To reach such an agreement, peers in a control network either carry all metadata required to enable receivers to fully understand any data they might encounter, or ensure that data only reaches receivers with a previously established contract and level of trust.
This poses a significant difficulty to the device developer and the person integrating multiple control devices into one distributed, peer-to-peer control network. The device developer generally needs in-depth knowledge in the processes, protocols, and procedures involved to write code that correctly conditions output data, and correctly identifies, classifies, and interprets incoming data. The person integrating multiple devices into one such network needs to understand each device's attributes and capabilities to combine only those devices that "speak the same language." For example, a generic switch may be able to control a generic lamp, but an industrial washing machine may require a more complex "on/off" signal than what the generic switch can provide.
This programming model includes methods and services that automatically evaluate and apply metadata to data interpretation and data conditioning processes, interfacing the application with appropriately conditioned data only. These methods greatly improve on existing technology by providing a transparent comprehensive data conditioning service.
Figure 1 illustrates the data conditioning services and network data flow provided by this programming model.
III. Data addressing
A peer-to-peer network consists of a number of independently operating devices, generally sharing data on a need-to-know basis. For example, a thermostatic radiator valve may need to receive the current room temperature setpoint from some other device. The same thermostatic radiator may not need to know when or why the setpoint changed, and it will not normally need to know about any control operation on the ceiling lights or the garden sprinkler.
That is, a new temperature setpoint value might be communicated from an input device to all thermostatic radiator valves in the same room. At the same time, other rooms' thermostatic radiator valves may receive other setpoint values from other sources, while the garden sprinkler is controlled as a logically separate unit on the same network.
To facilitate peer-to-peer communication in this manner, devices transmitting data (data publishers) need to know how to reach the applicable targets (data subscribers), and may need to know whether and how to accept or reject incoming data. This mutual knowledge includes knowledge of source and/or destination addresses, information to select the correct datapoint from multiple datapoints defined on the receiver node, routing details, and transport properties (such as service types, the time allowed to detect an outage or enable retransmission, and similar control data).

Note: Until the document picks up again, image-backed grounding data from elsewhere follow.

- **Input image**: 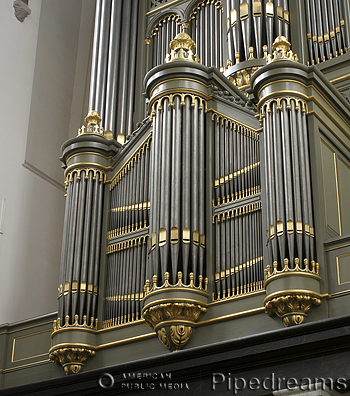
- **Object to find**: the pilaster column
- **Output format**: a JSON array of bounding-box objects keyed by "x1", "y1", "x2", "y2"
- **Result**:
[{"x1": 251, "y1": 36, "x2": 322, "y2": 327}]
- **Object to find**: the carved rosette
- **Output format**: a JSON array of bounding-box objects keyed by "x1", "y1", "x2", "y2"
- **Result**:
[
  {"x1": 49, "y1": 347, "x2": 95, "y2": 375},
  {"x1": 142, "y1": 302, "x2": 206, "y2": 351},
  {"x1": 265, "y1": 293, "x2": 321, "y2": 327}
]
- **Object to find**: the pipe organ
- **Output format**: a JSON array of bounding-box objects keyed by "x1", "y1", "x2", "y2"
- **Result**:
[{"x1": 49, "y1": 0, "x2": 350, "y2": 376}]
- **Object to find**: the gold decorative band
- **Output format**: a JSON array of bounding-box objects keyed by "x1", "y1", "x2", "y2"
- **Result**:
[
  {"x1": 149, "y1": 227, "x2": 205, "y2": 249},
  {"x1": 215, "y1": 256, "x2": 263, "y2": 282},
  {"x1": 214, "y1": 185, "x2": 261, "y2": 207},
  {"x1": 110, "y1": 201, "x2": 150, "y2": 213},
  {"x1": 213, "y1": 200, "x2": 262, "y2": 223},
  {"x1": 106, "y1": 235, "x2": 148, "y2": 255},
  {"x1": 267, "y1": 221, "x2": 314, "y2": 240},
  {"x1": 59, "y1": 282, "x2": 98, "y2": 297},
  {"x1": 107, "y1": 222, "x2": 149, "y2": 239},
  {"x1": 214, "y1": 161, "x2": 260, "y2": 189}
]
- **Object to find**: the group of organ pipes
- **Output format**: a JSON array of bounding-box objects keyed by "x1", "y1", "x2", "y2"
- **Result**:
[{"x1": 54, "y1": 0, "x2": 350, "y2": 333}]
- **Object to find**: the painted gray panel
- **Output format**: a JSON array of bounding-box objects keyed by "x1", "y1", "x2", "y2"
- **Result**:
[{"x1": 320, "y1": 140, "x2": 340, "y2": 235}]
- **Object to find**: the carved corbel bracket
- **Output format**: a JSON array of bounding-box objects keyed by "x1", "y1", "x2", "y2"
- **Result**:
[
  {"x1": 142, "y1": 301, "x2": 206, "y2": 351},
  {"x1": 264, "y1": 293, "x2": 322, "y2": 327},
  {"x1": 49, "y1": 346, "x2": 95, "y2": 375}
]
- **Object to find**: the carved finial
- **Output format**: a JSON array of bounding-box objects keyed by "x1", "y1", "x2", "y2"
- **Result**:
[
  {"x1": 166, "y1": 32, "x2": 199, "y2": 63},
  {"x1": 77, "y1": 111, "x2": 107, "y2": 138},
  {"x1": 272, "y1": 35, "x2": 291, "y2": 53},
  {"x1": 267, "y1": 36, "x2": 299, "y2": 63},
  {"x1": 85, "y1": 110, "x2": 101, "y2": 125}
]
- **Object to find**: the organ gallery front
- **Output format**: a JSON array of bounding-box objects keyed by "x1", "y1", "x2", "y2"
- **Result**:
[{"x1": 2, "y1": 0, "x2": 350, "y2": 394}]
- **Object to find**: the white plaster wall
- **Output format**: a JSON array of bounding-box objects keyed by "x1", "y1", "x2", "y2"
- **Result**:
[{"x1": 0, "y1": 0, "x2": 94, "y2": 325}]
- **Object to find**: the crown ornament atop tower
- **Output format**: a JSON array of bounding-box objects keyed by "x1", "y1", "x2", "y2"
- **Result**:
[{"x1": 165, "y1": 32, "x2": 200, "y2": 63}]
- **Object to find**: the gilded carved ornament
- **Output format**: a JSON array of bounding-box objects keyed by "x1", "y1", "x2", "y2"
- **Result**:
[
  {"x1": 49, "y1": 347, "x2": 95, "y2": 375},
  {"x1": 142, "y1": 302, "x2": 206, "y2": 351},
  {"x1": 165, "y1": 32, "x2": 200, "y2": 63},
  {"x1": 265, "y1": 293, "x2": 321, "y2": 326},
  {"x1": 267, "y1": 36, "x2": 299, "y2": 63},
  {"x1": 142, "y1": 272, "x2": 208, "y2": 351}
]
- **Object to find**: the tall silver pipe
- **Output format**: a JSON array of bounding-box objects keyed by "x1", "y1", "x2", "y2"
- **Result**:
[
  {"x1": 289, "y1": 101, "x2": 302, "y2": 264},
  {"x1": 95, "y1": 0, "x2": 111, "y2": 122},
  {"x1": 59, "y1": 180, "x2": 73, "y2": 318},
  {"x1": 65, "y1": 174, "x2": 80, "y2": 318},
  {"x1": 79, "y1": 172, "x2": 94, "y2": 319},
  {"x1": 266, "y1": 109, "x2": 278, "y2": 262},
  {"x1": 170, "y1": 97, "x2": 181, "y2": 283},
  {"x1": 191, "y1": 100, "x2": 199, "y2": 278},
  {"x1": 199, "y1": 106, "x2": 205, "y2": 277},
  {"x1": 104, "y1": 0, "x2": 122, "y2": 132},
  {"x1": 296, "y1": 108, "x2": 310, "y2": 265},
  {"x1": 88, "y1": 0, "x2": 103, "y2": 112},
  {"x1": 272, "y1": 103, "x2": 286, "y2": 265},
  {"x1": 116, "y1": 0, "x2": 132, "y2": 135},
  {"x1": 281, "y1": 101, "x2": 294, "y2": 263},
  {"x1": 182, "y1": 97, "x2": 191, "y2": 283},
  {"x1": 160, "y1": 98, "x2": 171, "y2": 277}
]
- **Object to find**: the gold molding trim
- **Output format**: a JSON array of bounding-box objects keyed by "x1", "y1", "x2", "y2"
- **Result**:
[
  {"x1": 1, "y1": 359, "x2": 51, "y2": 373},
  {"x1": 147, "y1": 6, "x2": 180, "y2": 17},
  {"x1": 97, "y1": 332, "x2": 156, "y2": 349},
  {"x1": 150, "y1": 78, "x2": 212, "y2": 97},
  {"x1": 11, "y1": 329, "x2": 51, "y2": 363},
  {"x1": 336, "y1": 252, "x2": 350, "y2": 285},
  {"x1": 209, "y1": 290, "x2": 265, "y2": 306},
  {"x1": 66, "y1": 152, "x2": 112, "y2": 164},
  {"x1": 198, "y1": 306, "x2": 265, "y2": 326},
  {"x1": 330, "y1": 73, "x2": 350, "y2": 84}
]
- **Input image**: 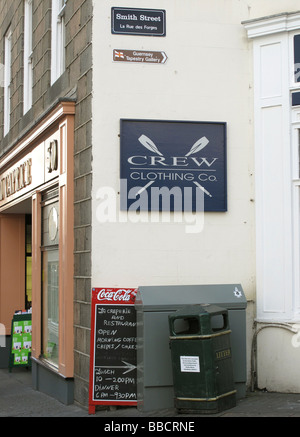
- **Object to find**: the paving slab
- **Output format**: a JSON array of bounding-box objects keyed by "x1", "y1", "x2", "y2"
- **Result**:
[{"x1": 1, "y1": 367, "x2": 300, "y2": 418}]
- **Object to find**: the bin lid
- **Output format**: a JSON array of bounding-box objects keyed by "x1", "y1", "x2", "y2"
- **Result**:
[
  {"x1": 168, "y1": 304, "x2": 230, "y2": 337},
  {"x1": 169, "y1": 303, "x2": 227, "y2": 318},
  {"x1": 135, "y1": 284, "x2": 247, "y2": 311}
]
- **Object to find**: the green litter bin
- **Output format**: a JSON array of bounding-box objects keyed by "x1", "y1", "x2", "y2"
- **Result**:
[{"x1": 168, "y1": 304, "x2": 236, "y2": 414}]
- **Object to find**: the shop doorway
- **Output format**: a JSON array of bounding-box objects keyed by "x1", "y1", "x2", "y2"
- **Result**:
[
  {"x1": 0, "y1": 198, "x2": 32, "y2": 367},
  {"x1": 1, "y1": 198, "x2": 33, "y2": 313}
]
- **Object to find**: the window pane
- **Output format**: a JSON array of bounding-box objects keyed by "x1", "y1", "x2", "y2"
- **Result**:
[
  {"x1": 51, "y1": 0, "x2": 65, "y2": 84},
  {"x1": 294, "y1": 34, "x2": 300, "y2": 83},
  {"x1": 41, "y1": 193, "x2": 59, "y2": 368},
  {"x1": 24, "y1": 0, "x2": 33, "y2": 113},
  {"x1": 4, "y1": 29, "x2": 11, "y2": 135},
  {"x1": 25, "y1": 215, "x2": 32, "y2": 310},
  {"x1": 42, "y1": 249, "x2": 59, "y2": 367}
]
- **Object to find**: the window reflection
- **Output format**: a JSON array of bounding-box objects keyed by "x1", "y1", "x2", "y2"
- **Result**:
[
  {"x1": 41, "y1": 189, "x2": 59, "y2": 368},
  {"x1": 42, "y1": 250, "x2": 59, "y2": 367}
]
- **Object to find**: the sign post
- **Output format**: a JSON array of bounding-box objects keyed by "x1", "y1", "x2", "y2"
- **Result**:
[{"x1": 88, "y1": 288, "x2": 137, "y2": 414}]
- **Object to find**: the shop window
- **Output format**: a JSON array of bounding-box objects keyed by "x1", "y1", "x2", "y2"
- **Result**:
[
  {"x1": 51, "y1": 0, "x2": 66, "y2": 84},
  {"x1": 4, "y1": 27, "x2": 12, "y2": 136},
  {"x1": 25, "y1": 215, "x2": 32, "y2": 310},
  {"x1": 41, "y1": 187, "x2": 59, "y2": 368},
  {"x1": 23, "y1": 0, "x2": 33, "y2": 114},
  {"x1": 294, "y1": 34, "x2": 300, "y2": 83},
  {"x1": 292, "y1": 92, "x2": 300, "y2": 106}
]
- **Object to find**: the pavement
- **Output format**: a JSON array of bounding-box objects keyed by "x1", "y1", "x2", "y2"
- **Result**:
[{"x1": 1, "y1": 367, "x2": 300, "y2": 419}]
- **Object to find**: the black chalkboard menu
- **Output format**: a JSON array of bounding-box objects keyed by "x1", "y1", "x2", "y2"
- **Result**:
[{"x1": 89, "y1": 288, "x2": 137, "y2": 414}]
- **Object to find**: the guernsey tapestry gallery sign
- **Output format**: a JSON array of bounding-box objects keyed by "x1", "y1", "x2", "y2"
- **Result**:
[{"x1": 120, "y1": 120, "x2": 227, "y2": 212}]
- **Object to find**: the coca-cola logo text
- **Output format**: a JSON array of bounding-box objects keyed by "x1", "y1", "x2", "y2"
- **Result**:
[{"x1": 96, "y1": 288, "x2": 135, "y2": 302}]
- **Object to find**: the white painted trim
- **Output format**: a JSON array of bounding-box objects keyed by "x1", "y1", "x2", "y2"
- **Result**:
[
  {"x1": 243, "y1": 11, "x2": 300, "y2": 322},
  {"x1": 4, "y1": 28, "x2": 12, "y2": 136},
  {"x1": 251, "y1": 33, "x2": 294, "y2": 321},
  {"x1": 23, "y1": 0, "x2": 33, "y2": 114},
  {"x1": 51, "y1": 0, "x2": 65, "y2": 85},
  {"x1": 243, "y1": 11, "x2": 300, "y2": 39},
  {"x1": 291, "y1": 116, "x2": 300, "y2": 318}
]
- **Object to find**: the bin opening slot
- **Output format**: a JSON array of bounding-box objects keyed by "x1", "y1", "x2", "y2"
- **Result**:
[
  {"x1": 211, "y1": 313, "x2": 227, "y2": 332},
  {"x1": 172, "y1": 317, "x2": 199, "y2": 335}
]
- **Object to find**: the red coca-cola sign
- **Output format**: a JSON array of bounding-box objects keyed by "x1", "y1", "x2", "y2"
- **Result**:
[
  {"x1": 89, "y1": 287, "x2": 137, "y2": 414},
  {"x1": 95, "y1": 287, "x2": 137, "y2": 304}
]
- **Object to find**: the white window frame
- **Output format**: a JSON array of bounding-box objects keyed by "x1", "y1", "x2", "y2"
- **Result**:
[
  {"x1": 4, "y1": 28, "x2": 12, "y2": 136},
  {"x1": 291, "y1": 121, "x2": 300, "y2": 317},
  {"x1": 243, "y1": 13, "x2": 300, "y2": 322},
  {"x1": 23, "y1": 0, "x2": 33, "y2": 114},
  {"x1": 290, "y1": 29, "x2": 300, "y2": 317},
  {"x1": 51, "y1": 0, "x2": 66, "y2": 85}
]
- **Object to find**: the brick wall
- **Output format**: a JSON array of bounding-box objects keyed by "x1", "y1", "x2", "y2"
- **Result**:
[
  {"x1": 0, "y1": 0, "x2": 92, "y2": 407},
  {"x1": 65, "y1": 0, "x2": 92, "y2": 408}
]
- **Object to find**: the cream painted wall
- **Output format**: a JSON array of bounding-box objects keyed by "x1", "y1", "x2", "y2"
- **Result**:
[
  {"x1": 92, "y1": 0, "x2": 300, "y2": 392},
  {"x1": 246, "y1": 0, "x2": 300, "y2": 20},
  {"x1": 92, "y1": 0, "x2": 255, "y2": 297},
  {"x1": 257, "y1": 325, "x2": 300, "y2": 392}
]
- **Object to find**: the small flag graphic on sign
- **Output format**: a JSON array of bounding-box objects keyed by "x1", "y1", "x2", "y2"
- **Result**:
[{"x1": 114, "y1": 51, "x2": 124, "y2": 59}]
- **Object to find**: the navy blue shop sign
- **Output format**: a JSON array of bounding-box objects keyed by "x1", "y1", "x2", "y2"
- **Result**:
[{"x1": 120, "y1": 120, "x2": 227, "y2": 212}]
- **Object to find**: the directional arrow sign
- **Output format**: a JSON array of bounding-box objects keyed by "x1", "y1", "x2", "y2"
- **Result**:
[
  {"x1": 95, "y1": 361, "x2": 136, "y2": 375},
  {"x1": 113, "y1": 49, "x2": 167, "y2": 64}
]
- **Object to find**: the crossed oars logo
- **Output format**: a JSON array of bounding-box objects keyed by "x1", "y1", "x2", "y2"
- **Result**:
[{"x1": 136, "y1": 134, "x2": 212, "y2": 197}]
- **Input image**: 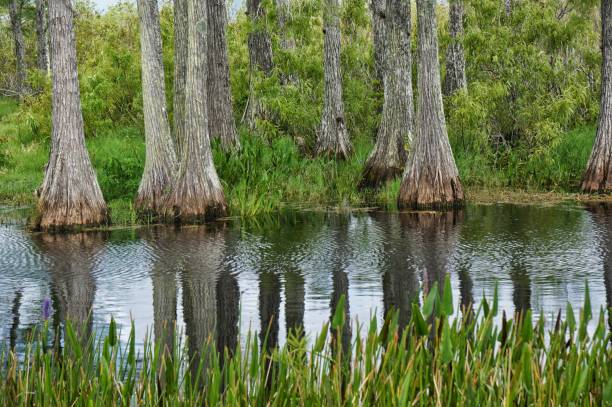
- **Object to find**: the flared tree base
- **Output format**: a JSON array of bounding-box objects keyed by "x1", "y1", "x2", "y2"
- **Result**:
[
  {"x1": 581, "y1": 167, "x2": 612, "y2": 194},
  {"x1": 33, "y1": 201, "x2": 109, "y2": 232},
  {"x1": 397, "y1": 174, "x2": 464, "y2": 210},
  {"x1": 359, "y1": 150, "x2": 406, "y2": 190},
  {"x1": 162, "y1": 182, "x2": 227, "y2": 225}
]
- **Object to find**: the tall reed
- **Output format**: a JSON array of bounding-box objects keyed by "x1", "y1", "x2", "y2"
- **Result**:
[{"x1": 1, "y1": 277, "x2": 610, "y2": 406}]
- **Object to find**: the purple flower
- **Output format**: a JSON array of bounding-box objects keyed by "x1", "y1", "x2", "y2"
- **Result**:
[{"x1": 42, "y1": 298, "x2": 52, "y2": 321}]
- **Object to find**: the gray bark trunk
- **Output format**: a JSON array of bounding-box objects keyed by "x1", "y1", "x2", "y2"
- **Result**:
[
  {"x1": 504, "y1": 0, "x2": 511, "y2": 17},
  {"x1": 582, "y1": 0, "x2": 612, "y2": 193},
  {"x1": 8, "y1": 0, "x2": 27, "y2": 97},
  {"x1": 162, "y1": 0, "x2": 227, "y2": 224},
  {"x1": 135, "y1": 0, "x2": 177, "y2": 216},
  {"x1": 276, "y1": 0, "x2": 297, "y2": 84},
  {"x1": 316, "y1": 0, "x2": 352, "y2": 158},
  {"x1": 370, "y1": 0, "x2": 386, "y2": 85},
  {"x1": 398, "y1": 0, "x2": 464, "y2": 209},
  {"x1": 444, "y1": 0, "x2": 467, "y2": 96},
  {"x1": 245, "y1": 0, "x2": 274, "y2": 129},
  {"x1": 173, "y1": 0, "x2": 188, "y2": 154},
  {"x1": 360, "y1": 0, "x2": 413, "y2": 188},
  {"x1": 36, "y1": 0, "x2": 109, "y2": 231},
  {"x1": 207, "y1": 0, "x2": 240, "y2": 150},
  {"x1": 36, "y1": 0, "x2": 49, "y2": 72}
]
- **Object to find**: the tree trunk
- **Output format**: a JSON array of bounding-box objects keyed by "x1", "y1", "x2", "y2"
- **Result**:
[
  {"x1": 173, "y1": 0, "x2": 188, "y2": 155},
  {"x1": 245, "y1": 0, "x2": 274, "y2": 129},
  {"x1": 35, "y1": 0, "x2": 49, "y2": 72},
  {"x1": 162, "y1": 0, "x2": 227, "y2": 224},
  {"x1": 444, "y1": 0, "x2": 467, "y2": 96},
  {"x1": 36, "y1": 0, "x2": 109, "y2": 231},
  {"x1": 316, "y1": 0, "x2": 351, "y2": 158},
  {"x1": 398, "y1": 0, "x2": 464, "y2": 209},
  {"x1": 582, "y1": 0, "x2": 612, "y2": 193},
  {"x1": 370, "y1": 0, "x2": 386, "y2": 85},
  {"x1": 276, "y1": 0, "x2": 297, "y2": 84},
  {"x1": 360, "y1": 0, "x2": 413, "y2": 188},
  {"x1": 8, "y1": 0, "x2": 27, "y2": 98},
  {"x1": 207, "y1": 0, "x2": 240, "y2": 150},
  {"x1": 135, "y1": 0, "x2": 177, "y2": 217},
  {"x1": 504, "y1": 0, "x2": 512, "y2": 17}
]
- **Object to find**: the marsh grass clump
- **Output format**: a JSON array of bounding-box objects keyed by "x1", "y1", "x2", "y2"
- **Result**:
[{"x1": 1, "y1": 277, "x2": 610, "y2": 406}]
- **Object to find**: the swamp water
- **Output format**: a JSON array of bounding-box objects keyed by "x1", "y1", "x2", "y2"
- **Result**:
[{"x1": 0, "y1": 203, "x2": 610, "y2": 352}]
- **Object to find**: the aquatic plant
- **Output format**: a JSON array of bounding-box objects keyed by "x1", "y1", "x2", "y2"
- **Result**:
[{"x1": 0, "y1": 277, "x2": 610, "y2": 405}]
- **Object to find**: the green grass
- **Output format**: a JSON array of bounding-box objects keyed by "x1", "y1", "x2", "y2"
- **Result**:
[
  {"x1": 1, "y1": 277, "x2": 610, "y2": 406},
  {"x1": 0, "y1": 96, "x2": 602, "y2": 227}
]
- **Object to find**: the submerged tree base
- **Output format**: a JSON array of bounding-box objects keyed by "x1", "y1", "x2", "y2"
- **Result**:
[
  {"x1": 397, "y1": 174, "x2": 464, "y2": 210},
  {"x1": 31, "y1": 202, "x2": 110, "y2": 232}
]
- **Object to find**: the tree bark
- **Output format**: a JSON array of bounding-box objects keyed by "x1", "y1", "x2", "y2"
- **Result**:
[
  {"x1": 35, "y1": 0, "x2": 49, "y2": 72},
  {"x1": 162, "y1": 0, "x2": 227, "y2": 224},
  {"x1": 370, "y1": 0, "x2": 386, "y2": 85},
  {"x1": 504, "y1": 0, "x2": 512, "y2": 17},
  {"x1": 135, "y1": 0, "x2": 177, "y2": 217},
  {"x1": 444, "y1": 0, "x2": 467, "y2": 96},
  {"x1": 398, "y1": 0, "x2": 464, "y2": 209},
  {"x1": 173, "y1": 0, "x2": 188, "y2": 155},
  {"x1": 207, "y1": 0, "x2": 240, "y2": 150},
  {"x1": 245, "y1": 0, "x2": 274, "y2": 129},
  {"x1": 316, "y1": 0, "x2": 351, "y2": 158},
  {"x1": 360, "y1": 0, "x2": 414, "y2": 188},
  {"x1": 582, "y1": 0, "x2": 612, "y2": 193},
  {"x1": 276, "y1": 0, "x2": 297, "y2": 84},
  {"x1": 8, "y1": 0, "x2": 27, "y2": 98},
  {"x1": 36, "y1": 0, "x2": 109, "y2": 231}
]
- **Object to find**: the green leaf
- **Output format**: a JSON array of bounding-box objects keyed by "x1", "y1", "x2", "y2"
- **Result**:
[
  {"x1": 491, "y1": 281, "x2": 499, "y2": 317},
  {"x1": 566, "y1": 302, "x2": 576, "y2": 334},
  {"x1": 411, "y1": 304, "x2": 428, "y2": 336},
  {"x1": 331, "y1": 295, "x2": 347, "y2": 331},
  {"x1": 440, "y1": 320, "x2": 453, "y2": 364},
  {"x1": 441, "y1": 275, "x2": 453, "y2": 316},
  {"x1": 583, "y1": 281, "x2": 592, "y2": 323},
  {"x1": 422, "y1": 283, "x2": 439, "y2": 318},
  {"x1": 108, "y1": 316, "x2": 117, "y2": 347},
  {"x1": 521, "y1": 309, "x2": 533, "y2": 342},
  {"x1": 313, "y1": 323, "x2": 329, "y2": 354}
]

This programming model includes abstract services to facilitate contract offers and acceptances in the terms of the application script, concealing the required low-level details within the implementation of this model. This simplifies development of distributed control applications. By supporting intrinsic contract management services, this programming model also greatly reduces the need for, and in many cases eliminates the need for, dedicated integration steps when forming a network from distributed applications.
Figure 2 shows a simple control network featuring four distinct devices, each contributing one application. The figure illustrates the set of low-level addressing details required to establish and maintain such a contract, and the realm of application expertise.